Torkelson Research Group


John Torkelson

Group Members





Gradient Copolymers

Gradient copolymers are a novel class of polymers that exhibit a gradual change in composition along the chain from mostly A-monomer to mostly B-monomer.  This arrangement is very different from traditional random copolymers, which maintain a constant average composition along the chain, and block copolymers, which change abruptly once from purely A-monomer to purely B-monomer.  


The gradual change in composition of gradient copolymers results in a reduced interchain repulsion compared to block copolymers.  Theoretical studies have predicted that the degree of composition variation in gradient copolymers can be altered through the monomer distribution and that they will organize into sinusoidal composition profiles, rather than the step-like profiles seen for block copolymers (Lefebvre et al., Macromolecules, 2004 [Link]).  This results in a wide range of possible local environments, rather than the one or two seen in random and block copolymers.  (Figure adapted from Lefebvre et al.)

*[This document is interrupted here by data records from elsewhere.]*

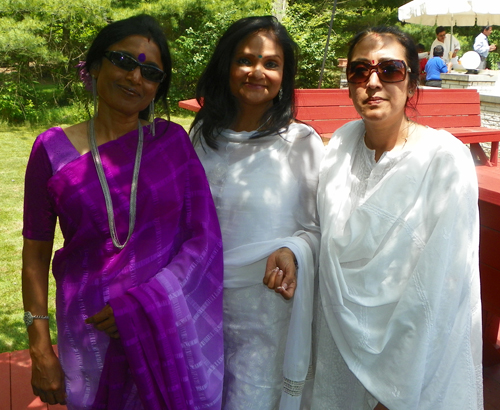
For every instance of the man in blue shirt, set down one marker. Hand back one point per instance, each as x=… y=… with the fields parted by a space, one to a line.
x=434 y=67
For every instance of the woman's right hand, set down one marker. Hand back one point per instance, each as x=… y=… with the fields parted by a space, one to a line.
x=47 y=378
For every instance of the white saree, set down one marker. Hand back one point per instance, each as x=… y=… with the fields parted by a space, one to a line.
x=264 y=191
x=399 y=276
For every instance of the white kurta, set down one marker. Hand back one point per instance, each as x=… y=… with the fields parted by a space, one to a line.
x=265 y=194
x=399 y=276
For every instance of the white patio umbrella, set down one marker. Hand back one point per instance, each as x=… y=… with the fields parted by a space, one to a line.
x=450 y=13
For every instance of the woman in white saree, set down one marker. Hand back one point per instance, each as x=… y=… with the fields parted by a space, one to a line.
x=263 y=168
x=399 y=326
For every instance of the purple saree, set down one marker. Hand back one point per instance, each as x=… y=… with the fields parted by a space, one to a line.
x=165 y=286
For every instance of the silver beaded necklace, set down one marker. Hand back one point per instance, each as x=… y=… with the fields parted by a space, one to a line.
x=105 y=187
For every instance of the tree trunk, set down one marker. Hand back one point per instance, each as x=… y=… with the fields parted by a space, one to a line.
x=279 y=9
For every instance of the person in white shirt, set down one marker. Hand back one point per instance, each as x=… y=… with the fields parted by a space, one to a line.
x=263 y=169
x=399 y=318
x=443 y=39
x=482 y=46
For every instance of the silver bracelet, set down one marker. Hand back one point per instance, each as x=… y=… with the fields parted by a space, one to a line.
x=28 y=318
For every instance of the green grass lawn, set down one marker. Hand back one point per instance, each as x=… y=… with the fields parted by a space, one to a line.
x=15 y=147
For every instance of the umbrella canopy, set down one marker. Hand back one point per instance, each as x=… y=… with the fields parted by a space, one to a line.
x=451 y=12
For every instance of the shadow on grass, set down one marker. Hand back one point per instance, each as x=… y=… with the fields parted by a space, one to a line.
x=13 y=335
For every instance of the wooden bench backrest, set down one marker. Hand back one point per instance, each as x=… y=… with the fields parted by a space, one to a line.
x=328 y=109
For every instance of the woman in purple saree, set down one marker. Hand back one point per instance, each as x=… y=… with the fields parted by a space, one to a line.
x=139 y=278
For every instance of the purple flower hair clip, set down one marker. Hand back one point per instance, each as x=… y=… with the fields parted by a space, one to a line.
x=84 y=75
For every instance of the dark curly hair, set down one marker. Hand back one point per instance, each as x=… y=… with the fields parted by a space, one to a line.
x=219 y=107
x=142 y=25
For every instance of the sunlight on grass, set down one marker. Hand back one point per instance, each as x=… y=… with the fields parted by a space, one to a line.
x=15 y=147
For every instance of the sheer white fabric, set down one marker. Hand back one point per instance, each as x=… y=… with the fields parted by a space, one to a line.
x=265 y=193
x=399 y=277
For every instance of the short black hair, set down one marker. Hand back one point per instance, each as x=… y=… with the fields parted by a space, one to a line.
x=438 y=51
x=219 y=106
x=142 y=25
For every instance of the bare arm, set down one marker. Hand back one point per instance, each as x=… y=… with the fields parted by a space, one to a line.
x=47 y=378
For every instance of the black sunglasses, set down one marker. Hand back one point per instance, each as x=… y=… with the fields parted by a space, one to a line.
x=390 y=71
x=128 y=63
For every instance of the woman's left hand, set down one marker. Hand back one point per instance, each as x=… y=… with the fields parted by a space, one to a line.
x=105 y=322
x=281 y=272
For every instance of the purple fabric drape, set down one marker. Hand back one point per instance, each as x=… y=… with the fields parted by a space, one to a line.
x=165 y=286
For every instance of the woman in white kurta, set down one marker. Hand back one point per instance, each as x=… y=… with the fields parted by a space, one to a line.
x=400 y=317
x=263 y=172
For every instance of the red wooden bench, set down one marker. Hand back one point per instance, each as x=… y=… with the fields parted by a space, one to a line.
x=457 y=111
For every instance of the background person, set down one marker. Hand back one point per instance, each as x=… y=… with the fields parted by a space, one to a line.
x=139 y=278
x=423 y=57
x=482 y=46
x=443 y=40
x=262 y=167
x=400 y=318
x=434 y=67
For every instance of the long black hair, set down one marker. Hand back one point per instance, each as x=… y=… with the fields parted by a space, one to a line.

Controlled free radical polymerization techniques allow for the controlled addition of monomers to a growing radical chain, with the instantaneous chain composition being a function of the instantaneous comonomer composition of the reaction mixture.  Thus, a gradient copolymer can be created through the gradual addition of a second monomer to a reaction vessel containing the first monomer.  We use nitroxide-mediated CRP for our gradient copolymers.

Compatibilization of Immiscible Polymer Blends via Hydrogen Bonding Effects
J. Kim, H.Y. Zhou, S.T. Nguyen, and J.M. Torkelson, Polymer 47, 5799-5809 (2006). [Link]

In this work, we investigated the application gradient copolymer for coarsening suppression in blends in which hydrogen bonding exists between the dispersed phase and one of the repeat units of the added gradient copolymer.  The gradient copolymer system used was styrene / 4-hydroxystyrene (S/HS) in an immiscible polystyrene / polycaprolactone blend.  A random S/HS copolymer system was also used for comparison.  The S/HS random copolymer failed as a compatibilizer (Fig. c [before anneal] and d [after anneal]) while both gradient copolymers were good compatibilizers.  Relative to the blend without copolymer, the blend with 59/41 mol% S/HS gradient copolymer exhibited a major reduction in initial dispersed-phase domain size and resulted in irregularly shaped domains (Fig. e [before anneal] and f [after anneal]), which are indicators of a sharply reduced interfacial tension.  The presence of S/HS copolymers in the blend led to reduced PCL crystallization and melting temperatures as well as reduced enthalpies of crystallization and melting, consistent with some solubilization of copolymer in the PCL domain interiors.

Uniquely Broad Glass Transition Temperatures of Gradient Copolymers
J. Kim, M.M. Mok, R.W. Sandoval, D.J. Woo, and J.M. Torkelson, Macromolecules 39, 6152-6160 (2006). [Link]

Differential scanning calorimetry (DSC) was used to study the glass transition breadths of styrene / 4-acetoxystyrene (S/AS) and styrene / 4-hydroxystyrene (S/HS) random, block and gradient copolymers.  A single, narrow Tg was obtained in each random copolymer, consistent with a single phase of limited compositional nanoheterogenity.  Two narrow Tgs were evident in each block copolymer, consistent with well-developed nanophases containing nearly pure S or nearly pure AS or HS units with a very narrow interphase yielding no indication of an intermediate Tg.  In contrast, Tg breadths of ~ 65 - 80 degree C were observed in many S/HS gradient copolymers, consistent with ordered nanostructures in which the unit cell composition varies sinusoidally.  In the figure, the derivative heat flow curves of aliquots taken during a polymerization clearly show the glass transition region broadening as the reaction proceeds.

Gradient Copolymer Micellization in Homopolymer
C.L.H. Wong, J. Kim, C.B. Roth, and J.M. Torkelson, Macromolecules 40, 5631 - 5633 (2007). [Link]

Our group has used the intrinsic fluorescence of styrene to compare the cmc's of gradient copolymer and block copolymer in blends with homopolymer.  We investigated styrene (S)-methyl methacrylate (MMA) copolymers present at low levels in poly(methyl methacrylate) (PMMA).  Intrinsic styrene fluorescence has been rarely used for cmc determinations of block copolymer in solvent and never for block or gradient copolymer in homopolymer.  In our studies, we show not only that the determination of cmc's by intrinsic fluorescence is particularly simple for S-containing copolymers in a nonfluorescent homopolymer but also that the cmc of a gradient copolymer (red circles) is substantially larger than that of a related block copolymer (black squares), in agreement with theory.